Where Rev. King once stood, a tempest in a tea party rally

WASHINGTON — It seems the ultimate thumb in the eye: that Glenn Beck would summon the Tea Party faithful to a rally on the anniversary of the March on Washington, and address them from the very place where the Rev. Dr. Martin Luther King Jr. delivered his “I have a dream” speech 47 years ago. After all, the Tea Party and its critics have been facing off for months over accusations of racism.

But many of the busloads of Tea Party activists expected in Washington this weekend do not see any irony or offense. In fact, they have come to see the Tea Party as the aggrieved — its loosely affiliated members unfairly characterized, even persecuted, as extremists.

Bernanke tamps expectations for Fed’s role in recovery

JACKSON HOLE, WYOMING — Federal Reserve officials and economists appear increasingly united in their view that the partisan gridlock on fiscal policy in Washington has clouded the prospects for a faster and stronger recovery.

The Fed chairman, Ben S. Bernanke, who has assiduously avoided taking sides in fiscal debates, said Friday that the central bank stood ready to use a variety of tools to forestall deflation, a broad decline in prices. But he made clear that the Fed could not simply conjure up a recovery by manipulating interest rates and the money supply.

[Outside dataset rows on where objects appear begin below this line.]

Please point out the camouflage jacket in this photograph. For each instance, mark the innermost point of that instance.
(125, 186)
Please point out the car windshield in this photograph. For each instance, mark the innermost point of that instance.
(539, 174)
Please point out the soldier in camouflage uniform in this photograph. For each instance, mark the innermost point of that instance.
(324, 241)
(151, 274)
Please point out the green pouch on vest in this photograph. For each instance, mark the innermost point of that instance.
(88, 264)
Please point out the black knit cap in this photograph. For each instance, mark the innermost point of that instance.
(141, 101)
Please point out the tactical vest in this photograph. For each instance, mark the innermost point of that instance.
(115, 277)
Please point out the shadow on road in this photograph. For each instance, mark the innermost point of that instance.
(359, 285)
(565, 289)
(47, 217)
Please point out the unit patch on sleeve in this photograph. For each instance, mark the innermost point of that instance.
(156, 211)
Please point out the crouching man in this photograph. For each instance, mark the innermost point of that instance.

Bernanke has told Congress that some additional fiscal stimulus could be helpful in supporting the recovery, as long as it was accompanied by a credible plan to gradually bring deficits under control and stabilize the ratio of debt to gross domestic product, the broadest measure of economic output.

Medical use of marijuana costs some a paycheck

Residents in 14 states and Washington can now appeal to their doctors for prescriptions for medical marijuana to help them with their pain.

In some cases, workers have been fired for failing drug tests despite having prescriptions saying, in effect, that what they are doing is legal according to the laws of their states.

Though the number of such cases appears to be small, they are exposing a new legal gray area, with workers complaining of rights violations and company officials scratching their heads over how to enforce a uniform policy.

Thousands protest handling of Manila bus siege

HONG KONG — Drawn by a mixture of anger and grief, tens of thousands of Hong Kong residents poured into the streets Sunday to protest how the Philippine government handled a bus siege in Manila last Monday that ended in the shooting deaths of eight Hong Kong residents and the dismissed police officer who had taken them hostage.

Many marchers seemed to be fairly apolitical, soft-spoken members of the middle class who said they had never attended a demonstration before but were offended that the Philippine government had failed to protect the Hong Kong residents aboard the bus.

Demonstrators demanded a full investigation.